Transcription Factor List
By default, CSI treats all the genes provided on input as transcription factors and identifies a network of interactions between them. Every gene is allowed to be both a parent and a child. However, in some specific use cases, a user may want to model the influence of transcription factors on very relevant downstream genes which are not transcription factors themselves. As such, allowing them as parents in the modelling would be contradictory with their biological nature. Providing a list of transcription factors, one line per gene ID (refer to
iplantcollaborative/example_data/cyverseuk/csi_testdata/tflist.txt under Community Data), will tell CSI which of the genes it's allowed to use as parents and which are only to be used as children. Computational constraints apply as always, be very selective with your downstream targets.
CSI fits are calibrated to expression data with zero mean and unit variance. By default, CSI standardises the expression data it receives on a per-gene, per-condition basis to match this requirement.

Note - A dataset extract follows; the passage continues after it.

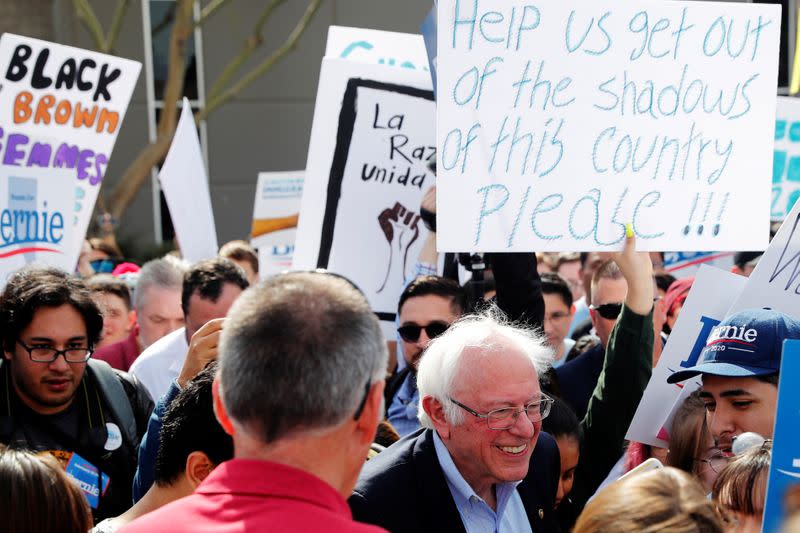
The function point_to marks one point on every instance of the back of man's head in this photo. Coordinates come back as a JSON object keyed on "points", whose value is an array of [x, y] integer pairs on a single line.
{"points": [[436, 286], [31, 288], [163, 273], [297, 354], [207, 279], [188, 426]]}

If you believe you have strong reason to not standardise the data automatically within the code, you can choose to merely center it, or perform no normalisation whatsoever and leave it as is in the input.

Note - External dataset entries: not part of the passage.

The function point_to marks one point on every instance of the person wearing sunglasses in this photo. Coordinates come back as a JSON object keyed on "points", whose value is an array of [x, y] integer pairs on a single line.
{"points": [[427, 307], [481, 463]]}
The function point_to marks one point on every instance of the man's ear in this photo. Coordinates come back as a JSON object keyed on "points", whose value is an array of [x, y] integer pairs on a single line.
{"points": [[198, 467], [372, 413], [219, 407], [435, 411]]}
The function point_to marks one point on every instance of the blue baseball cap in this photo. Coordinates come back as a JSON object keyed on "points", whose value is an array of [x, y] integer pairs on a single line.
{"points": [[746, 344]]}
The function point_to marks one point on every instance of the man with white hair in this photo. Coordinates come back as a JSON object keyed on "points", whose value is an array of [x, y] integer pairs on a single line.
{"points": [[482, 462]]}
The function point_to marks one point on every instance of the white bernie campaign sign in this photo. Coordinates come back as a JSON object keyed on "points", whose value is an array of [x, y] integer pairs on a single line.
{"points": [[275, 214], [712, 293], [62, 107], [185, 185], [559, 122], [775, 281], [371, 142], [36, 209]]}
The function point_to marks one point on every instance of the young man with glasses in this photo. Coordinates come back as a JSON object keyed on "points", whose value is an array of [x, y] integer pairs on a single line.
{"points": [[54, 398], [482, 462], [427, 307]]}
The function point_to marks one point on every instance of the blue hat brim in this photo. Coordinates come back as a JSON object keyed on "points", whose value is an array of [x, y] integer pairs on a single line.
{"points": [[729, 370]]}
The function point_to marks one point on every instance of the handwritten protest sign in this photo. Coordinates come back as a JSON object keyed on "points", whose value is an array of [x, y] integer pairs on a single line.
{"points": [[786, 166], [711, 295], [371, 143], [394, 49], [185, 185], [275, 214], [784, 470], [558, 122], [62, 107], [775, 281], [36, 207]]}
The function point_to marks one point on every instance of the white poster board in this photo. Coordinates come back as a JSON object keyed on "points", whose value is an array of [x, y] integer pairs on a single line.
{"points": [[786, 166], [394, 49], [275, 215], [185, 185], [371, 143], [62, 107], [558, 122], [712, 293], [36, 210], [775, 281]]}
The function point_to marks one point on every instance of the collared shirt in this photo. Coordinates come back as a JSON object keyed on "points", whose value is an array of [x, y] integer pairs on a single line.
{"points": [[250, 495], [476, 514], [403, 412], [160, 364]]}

If checked, the starting values of the probabilities of the parental sets will be sampled from a Gamma distribution, with parental sets featuring fewer genes being preferred. If left unchecked, the starting values of the probabilities will be uniform across all of the parental sets.
Output in Detail
These are the regulatory network models, with parents as columns and children as rows, and each edge given a probability score (the higher the better). Introduce a threshold (for example, in the hCSI_MarginalThreshold app) to turn them into a standard, binary network. The MAP model is obtained by taking the single best parental set combination (the one with the highest probability) for each child, whilst the marginal model is obtained by summing the probabilities of all the parental sets featuring any individual parent. Typically, the marginal model is a bit more useful as it isn't limited to a single parental set fit in the information it provides.
The raw CSI output, a comma-delimited file featuring the child gene in the first column, colon-delimited parent genes in the second column, the weight/probability of the parental set in the third column, and columns four to six being the hyperparameters of the optimised Gaussian process fits for that child gene. Provided in case more in depth information than that provided in the MAP/marginal models is desired.

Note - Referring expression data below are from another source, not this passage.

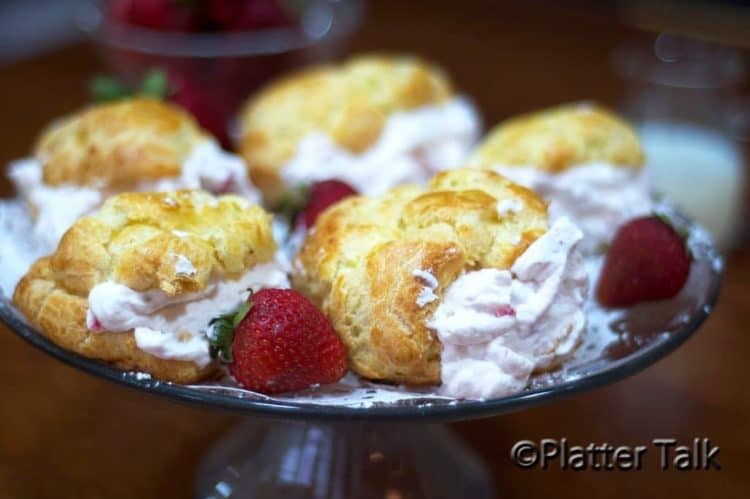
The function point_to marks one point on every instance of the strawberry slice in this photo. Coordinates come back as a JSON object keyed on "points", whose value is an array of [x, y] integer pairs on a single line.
{"points": [[647, 261], [322, 195], [278, 342]]}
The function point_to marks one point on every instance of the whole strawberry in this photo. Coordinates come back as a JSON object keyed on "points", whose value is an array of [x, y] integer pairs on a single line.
{"points": [[322, 195], [241, 15], [161, 15], [647, 261], [279, 342]]}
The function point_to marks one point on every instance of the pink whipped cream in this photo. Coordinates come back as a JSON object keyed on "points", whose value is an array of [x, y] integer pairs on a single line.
{"points": [[498, 326], [413, 146], [176, 327], [598, 197], [56, 208]]}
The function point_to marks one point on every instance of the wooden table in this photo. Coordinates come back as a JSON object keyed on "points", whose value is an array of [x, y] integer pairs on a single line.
{"points": [[67, 434]]}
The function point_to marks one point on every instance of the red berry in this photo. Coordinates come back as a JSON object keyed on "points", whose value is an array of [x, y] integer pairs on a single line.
{"points": [[208, 105], [647, 261], [240, 15], [284, 344], [161, 15], [322, 195]]}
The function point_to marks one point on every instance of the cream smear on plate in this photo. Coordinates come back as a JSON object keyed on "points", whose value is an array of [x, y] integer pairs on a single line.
{"points": [[56, 208], [498, 326]]}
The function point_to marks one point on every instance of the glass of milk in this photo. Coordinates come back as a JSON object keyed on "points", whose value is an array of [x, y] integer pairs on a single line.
{"points": [[679, 97]]}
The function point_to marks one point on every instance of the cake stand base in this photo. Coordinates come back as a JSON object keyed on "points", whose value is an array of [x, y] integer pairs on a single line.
{"points": [[302, 459]]}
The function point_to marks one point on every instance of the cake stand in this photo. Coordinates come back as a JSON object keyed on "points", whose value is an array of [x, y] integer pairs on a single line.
{"points": [[309, 449]]}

The same as the above, but provided in .h5 format. Used for preparing the webapp and computing the MAP/marginal models.
A webapp, allowing for an interactive visualisation and tuning of the nodes/edges present in the final exported network model. Open by double clicking on
csi.html after downloading the results to your machine. Control the edge probability threshold in the Minimum Weight field, and switch between MAP/marginal models under the Network tab. The network visualisation itself is interactive and can have the nodes dragged around and the network zoomed in/out on. Select/deselect genes by clicking on them in the gene list, and see the expression profile of its chosen parents in the plot box below the space allocated for the network graph. Once content with a model, export it to a GML under the File tab. Using the webapp is not recommended if more than 50 genes were used in the inference, as the model may become too large for the webapp to handle and visualise in an informative manner. GMLs can also be obtained through the hCSI_MarginalThreshold app.
The complete output of the analysis, archived into a single file for ease of downloading to your computer.